Statistics 3701 (Geyer, Spring 2017) Homework 6

Rules

See the Section about Rules for Quizzes and Homeworks on the General Info page.

Your work handed into Moodle should be a plain text file with R commands and comments that can be run to produce what you did. We do not take your word for what the output is. We run it ourselves.

Note: Plain text specifically excludes Microsoft Word native format (extension .docx). If you have to Word as your text editor, then save as and choose the format to be Text (.txt) or something like that. Then upload the saved plain text file.

Note: Plain text specifically excludes PDF (Adobe Portable Document Format) (extension .pdf). If you use Sweave, knitr, or Rmarkdown, upload the source (extension .Rnw or .Rmd) not PDF or any other kind of output.

If you have questions about the quiz, ask them in the Moodle forum for this quiz. Here is the link for that https://ay16.moodle.umn.edu/mod/forum/view.php?id=1368653.

You must be in the classroom, Armory 202, while taking the quiz.

Quizzes must uploaded by the end of class (1:10). Moodle actually allows a few minutes after that. Here is the link for uploading the quiz https://ay16.moodle.umn.edu/mod/assign/view.php?id=1368662.

Homeworks must uploaded before midnight the day they are due. Here is the link for uploading the homework. https://ay16.moodle.umn.edu/mod/assign/view.php?id=1368665.

Quiz 6

Problem 1

This is a simulation study (course notes about simulation).
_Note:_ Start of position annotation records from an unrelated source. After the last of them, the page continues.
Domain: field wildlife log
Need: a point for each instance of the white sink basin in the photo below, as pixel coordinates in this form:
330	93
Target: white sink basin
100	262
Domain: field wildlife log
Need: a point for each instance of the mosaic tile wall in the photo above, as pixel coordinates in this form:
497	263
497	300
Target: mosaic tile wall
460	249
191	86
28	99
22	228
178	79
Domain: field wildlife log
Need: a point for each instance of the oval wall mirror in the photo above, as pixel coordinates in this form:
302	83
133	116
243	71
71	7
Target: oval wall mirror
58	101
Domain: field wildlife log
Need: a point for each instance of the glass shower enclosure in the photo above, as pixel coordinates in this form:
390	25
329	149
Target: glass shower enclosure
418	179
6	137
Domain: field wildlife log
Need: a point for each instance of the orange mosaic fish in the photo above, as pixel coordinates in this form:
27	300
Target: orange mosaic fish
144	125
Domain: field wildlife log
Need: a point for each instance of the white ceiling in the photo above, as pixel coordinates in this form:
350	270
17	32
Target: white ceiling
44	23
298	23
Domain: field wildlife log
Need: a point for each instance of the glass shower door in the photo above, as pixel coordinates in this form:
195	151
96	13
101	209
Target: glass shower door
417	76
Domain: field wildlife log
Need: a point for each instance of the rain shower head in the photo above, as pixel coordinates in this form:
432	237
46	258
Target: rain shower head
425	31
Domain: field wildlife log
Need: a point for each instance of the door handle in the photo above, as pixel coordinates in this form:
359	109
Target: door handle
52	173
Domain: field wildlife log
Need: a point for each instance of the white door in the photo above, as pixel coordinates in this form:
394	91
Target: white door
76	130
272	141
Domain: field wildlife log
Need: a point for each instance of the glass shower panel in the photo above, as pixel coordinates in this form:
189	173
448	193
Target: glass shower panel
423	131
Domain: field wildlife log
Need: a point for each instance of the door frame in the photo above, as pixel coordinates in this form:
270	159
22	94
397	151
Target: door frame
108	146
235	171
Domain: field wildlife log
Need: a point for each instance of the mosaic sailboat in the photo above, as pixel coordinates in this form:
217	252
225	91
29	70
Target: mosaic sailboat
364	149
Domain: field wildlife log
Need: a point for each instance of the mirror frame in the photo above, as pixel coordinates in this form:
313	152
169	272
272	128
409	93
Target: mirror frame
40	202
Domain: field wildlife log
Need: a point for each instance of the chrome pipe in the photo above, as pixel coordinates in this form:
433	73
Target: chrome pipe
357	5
We are going to study almost but not exactly the same model as in (Section 5 of those course notes). The model for this problem is normal with mean θ and variance θ⁴ (not θ² as in the example in the notes).

The estimators we want to compare are the sample mean (calculated by mean(x) if the data are x) and the signed square root of the sample sd (calculated by sign(mean(x)) * sqrt(sd(x)) if the data are x). Just those two estimators.

Use sample size n = 15.

Use simulation truth parameter value θ = e (that is, theta <- exp(1)).

Use at least 10⁴ simulations.

Like in the course notes, make a table comparing the MSE of these estimators (with MCSE as appropriate). You do not have to format these nicely in a table using Rmarkdown. As long as you print each number (one estimate of MSE and one estimate of MCSE of MSE for each estimator, which is four numbers) with a clear indication (maybe a comment, maybe a row or column label in a matrix) of what it is, that's enough.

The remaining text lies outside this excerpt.